Зато на этом же уровне имелся склад вещественных доказательств. Он так же был обозначен схематически, но располагался где-то между кабинетами дознавателей и казармами. Проникнуть туда, как полагал вор, гораздо проще.
— Алой же говорил, что этот Вериска что-то искал для него, — прошептал Галент. — Может, он удовлетворится личными вещами?
Эта мысль воодушевляла, она давала шанс на выживание. Ведь Алой был больше заинтересован в том, чтобы ослабить церковников, а смерть друга он сможет перенести. Тем более язычники смотрели на смерть иначе, нежели горожане. Успокоится, если ему принести конфетку.
Вор принялся насвистывать под нос, запоминая расположение коридоров. На четвертом уровне у него может и не оказаться времени на то, чтобы сунуть нос в бумаги. Распорядок дня в катакомбах не зависел от положения солнца на небосводе. Конечно, монахи встречали рассвет молитвами, но жили по-своему времени. Дознаватели могли в эту ночь работать, кто знает.
Но это все же проще, чем лезть в архив, в котором среди вороха бумаг еще следовало найти что-то стоящее.
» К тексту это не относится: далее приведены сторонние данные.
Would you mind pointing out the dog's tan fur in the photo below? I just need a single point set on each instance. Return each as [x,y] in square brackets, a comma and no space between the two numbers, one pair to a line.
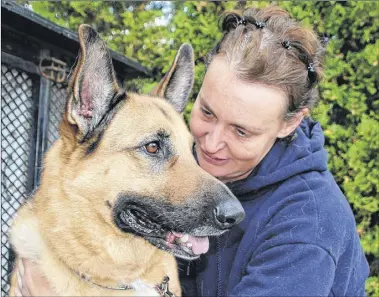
[67,227]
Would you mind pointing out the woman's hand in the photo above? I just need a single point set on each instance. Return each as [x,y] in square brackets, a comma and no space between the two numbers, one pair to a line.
[30,280]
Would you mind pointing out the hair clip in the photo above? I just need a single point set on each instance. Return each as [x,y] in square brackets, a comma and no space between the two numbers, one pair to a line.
[311,67]
[241,21]
[259,25]
[286,44]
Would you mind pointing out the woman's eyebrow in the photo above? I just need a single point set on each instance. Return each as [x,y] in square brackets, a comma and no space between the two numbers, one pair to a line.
[205,104]
[248,128]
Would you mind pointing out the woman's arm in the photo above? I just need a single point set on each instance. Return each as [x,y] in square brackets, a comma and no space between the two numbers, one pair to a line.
[288,270]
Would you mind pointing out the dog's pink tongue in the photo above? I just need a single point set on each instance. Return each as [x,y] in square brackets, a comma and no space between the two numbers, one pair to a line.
[200,245]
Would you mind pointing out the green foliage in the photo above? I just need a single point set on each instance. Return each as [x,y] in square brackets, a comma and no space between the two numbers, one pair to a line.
[151,32]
Та же проблема, что и с реликвиями.
Запомнив дорогу, Галент убрал бумаги, проверил в очередной раз снаряжение — это успокаивало и настраивало на нужный лад, — и покинул убежище.
До рассвета оставалось несколько часов, так что вор вынужден был рисковать, чаще появляться на свету, меньше отсиживаться в тени. Порой он просто пробегал под носом у монахов, которые не успевали среагировать и рассмотреть постороннего. Некоторое время монахи взволновано обходили коридоры, но затем успокаивались.
Инертность их мышления забавляла Галента. Вот в монастыре Заступницы стоило только показаться на глаза, так тут же всех поднимали по тревоге. Инквизиторы Гончарни знали свое дело, были жесткими, всегда готовыми. Вор даже испытал мимолетную гордость, что было совершенно неуместно.
Спокойная и размеренная жизнь монастыря Антония казалась Галенту странной и нереальной. Иной мир, иной закон — думал он каждый раз, наблюдая за полусонными монахами.